Biomaterial-Mediated Retroviral Gene Transfer Approach.

As a first step toward creating a heterogeneous interface, we explored the feasibility of genetically modifying fibroblasts in situ within tissue constructs using biomaterial-mediated retroviral gene transfer. Runx2 retrovirus was immobilized onto collagen scaffolds by exploiting the ability of cationic polymers, in this case poly(l-lysine) (PLL), to charge neutralize and aggregate viral particles (21, 22). Collagen scaffolds were uniformly coated with 0.01% PLL and incubated in retroviral supernatant for 4–5 h before seeding with primary dermal fibroblasts. The pTJ66-Runx2 retroviral vector expresses an eGFP selectable marker from an internal ribosomal entry site, allowing for noninvasive analysis of transduction efficiency via flow cytometry (Fig. 1A). eGFP expression was detected in ≥20% of fibroblasts recovered from collagen scaffolds by enzymatic dissociation after 14 days culture in osteogenic growth media, demonstrating sustained and integrated transgene expression from the retroviral vector (Fig. 1B). Quantitative RT-PCR (qRT-PCR) analysis revealed up-regulation of eGFP gene expression on PLL-coated scaffolds incubated in Runx2 retrovirus (PLL+R2RV) compared to uncoated scaffolds incubated in Runx2 retrovirus (R2RV-only), indicating that retrovirus immobilization and the subsequent ability to transduce cells is dependent on coating scaffolds with PLL [supporting information (SI) Fig. S1a]. Immunohistochemical staining for eGFP expression further confirmed these results, because eGFP colocalized with fibroblasts only on scaffolds coated with PLL+R2RV (Fig. S1b). Finally, confocal image analysis of live/dead fluorescence staining (Fig. S1c) and quantification of DNA content (Fig. S1d) indicated that fibroblasts remain viable throughout the 42 day culture period and equivalently colonize collagen scaffolds independent of treatment group. We note that the interior of these constructs remained devoid of cells, probably due to nutrient/waste transport limitations. Taken together, these results indicate that retroviral particles noncovalently immobilized within 3D scaffolds via PLL retain the ability to transduce cells cultured on these matrices.

Fig. 1.
Biomaterial-mediated retroviral gene delivery promotes sustained Runx2 transgene expression and osteoblastic differentiation in fibroblasts. (A) The Runx2 retroviral vector expresses the type II Runx2 isoform and a Zeocin:eGFP selectable marker from a ...

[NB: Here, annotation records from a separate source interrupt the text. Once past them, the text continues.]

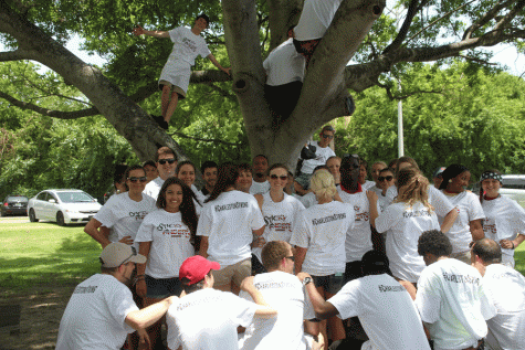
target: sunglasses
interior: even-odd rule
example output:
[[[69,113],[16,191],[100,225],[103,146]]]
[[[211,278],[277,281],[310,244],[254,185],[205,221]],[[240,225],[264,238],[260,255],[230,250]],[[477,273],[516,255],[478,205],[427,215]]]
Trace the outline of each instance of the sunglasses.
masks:
[[[288,177],[287,177],[287,176],[280,176],[280,177],[277,177],[276,174],[272,173],[272,174],[270,176],[270,179],[272,179],[272,180],[281,179],[281,180],[284,181],[284,180],[287,180]]]
[[[140,182],[146,182],[148,181],[148,178],[146,177],[140,177],[140,178],[136,178],[136,177],[132,177],[132,178],[127,178],[129,181],[132,181],[133,183],[136,183],[138,181]]]
[[[175,163],[175,158],[171,158],[171,159],[159,159],[158,163],[164,166],[165,163],[168,163],[168,165],[172,165]]]

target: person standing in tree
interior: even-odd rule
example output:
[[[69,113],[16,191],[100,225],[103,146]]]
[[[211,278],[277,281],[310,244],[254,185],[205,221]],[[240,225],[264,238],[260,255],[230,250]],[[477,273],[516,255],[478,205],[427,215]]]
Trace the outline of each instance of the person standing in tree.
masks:
[[[208,28],[210,19],[201,13],[195,20],[191,29],[178,26],[170,31],[147,31],[140,25],[134,30],[135,35],[153,38],[169,38],[174,42],[174,50],[166,62],[159,78],[159,88],[162,117],[154,118],[164,129],[168,129],[169,119],[174,115],[179,99],[186,98],[190,82],[191,66],[199,55],[207,57],[216,67],[230,74],[230,68],[224,68],[208,49],[204,38],[200,33]]]

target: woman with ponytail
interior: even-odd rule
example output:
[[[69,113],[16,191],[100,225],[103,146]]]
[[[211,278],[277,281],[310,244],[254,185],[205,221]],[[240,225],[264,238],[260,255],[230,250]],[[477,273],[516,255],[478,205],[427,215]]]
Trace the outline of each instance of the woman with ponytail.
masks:
[[[327,299],[343,286],[343,279],[336,279],[335,274],[345,272],[346,232],[354,227],[355,212],[350,204],[334,201],[337,189],[328,170],[317,170],[311,188],[318,203],[298,214],[290,243],[296,250],[295,273],[311,274],[317,291]],[[336,318],[328,321],[332,340],[345,339],[343,321]],[[309,333],[318,331],[317,324],[307,321],[306,327]],[[326,320],[321,322],[321,331],[324,339],[328,339]]]
[[[447,195],[449,201],[458,209],[458,219],[445,233],[452,244],[454,257],[465,264],[471,264],[471,242],[484,237],[481,221],[485,219],[477,197],[466,191],[471,179],[469,169],[461,165],[451,165],[441,173],[443,181],[439,189]],[[439,216],[442,221],[443,218]]]
[[[376,230],[387,232],[386,250],[393,277],[416,287],[426,267],[418,254],[418,238],[424,231],[440,227],[429,203],[429,180],[417,168],[399,170],[397,189],[397,199],[377,218]]]
[[[481,174],[480,201],[486,216],[483,232],[501,245],[502,264],[514,268],[514,250],[525,241],[525,210],[500,194],[502,180],[502,173],[495,169]]]

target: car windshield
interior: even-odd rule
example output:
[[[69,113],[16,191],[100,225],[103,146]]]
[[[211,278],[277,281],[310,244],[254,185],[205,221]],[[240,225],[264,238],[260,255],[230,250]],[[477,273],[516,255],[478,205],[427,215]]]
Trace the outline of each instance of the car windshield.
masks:
[[[6,202],[27,202],[28,198],[23,195],[10,195],[6,199]]]
[[[94,199],[86,192],[57,192],[59,198],[64,203],[93,202]]]

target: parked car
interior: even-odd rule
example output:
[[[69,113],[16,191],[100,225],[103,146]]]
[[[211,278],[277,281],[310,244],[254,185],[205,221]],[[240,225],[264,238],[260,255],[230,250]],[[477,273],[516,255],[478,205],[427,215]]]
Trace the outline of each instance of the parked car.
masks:
[[[96,199],[82,190],[45,190],[29,200],[28,213],[31,222],[51,220],[65,226],[88,222],[101,208]]]
[[[0,206],[0,214],[6,215],[28,215],[28,201],[25,195],[11,194],[6,197]]]
[[[504,174],[502,176],[503,185],[500,194],[515,200],[519,205],[525,208],[525,174]],[[475,183],[472,191],[480,193],[480,183]]]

Biomaterial-Mediated Runx2 Gene Delivery Promotes Osteogenesis in Fibroblasts.

We next examined the effect of scaffold-mediated Runx2 gene transfer on fibroblast differentiation into an osteoblast-like phenotype. Osteogenic gene expression was quantified by qRT-PCR after 7 days culture in osteogenic differentiation media. Biomaterial-mediated delivery of the Runx2 retroviral vector from PLL-coated scaffolds up-regulated expression of the osteoblastic markers Runx2, osteocalcin, and bone sialoprotein compared to PLL-only and R2RV-only control constructs (Fig. 1C). This response was specific to osteogenic markers, because expression of the chondrocytic marker type II collagen remained unchanged. Mineral deposition was analyzed after 49 days culture in osteogenic differentiation media as a functional marker of osteogenesis. Fibroblasts deposited significant amounts of mineralized matrix on scaffolds coated with PLL+R2RV, whereas R2RV- and PLL-only control scaffolds displayed negligible mineral deposits (Fig. 1 D and E). Furthermore, Fourier-transform infrared spectroscopic analysis of the matrix surrounding cells seeded within PLL+Runx2RV-coated scaffolds revealed the characteristic spectra of a poorly crystalline, carbonate-containing hydroxyapatite consistent with the inorganic phase of bone (data not shown) (19, 20). In contrast, the matrix surrounding untransduced fibroblasts displayed no evidence of such mineral deposition. Immunohistochemical staining for eGFP expression was performed to assess the spatial distribution of transduced fibroblasts and mineral deposits within constructs (Fig. 1 F and G). eGFP-positive cells colocalized with von Kossa-positive mineral deposits, indicating that mineral deposition was primarily mediated by fibroblasts transduced by the immobilized retrovirus.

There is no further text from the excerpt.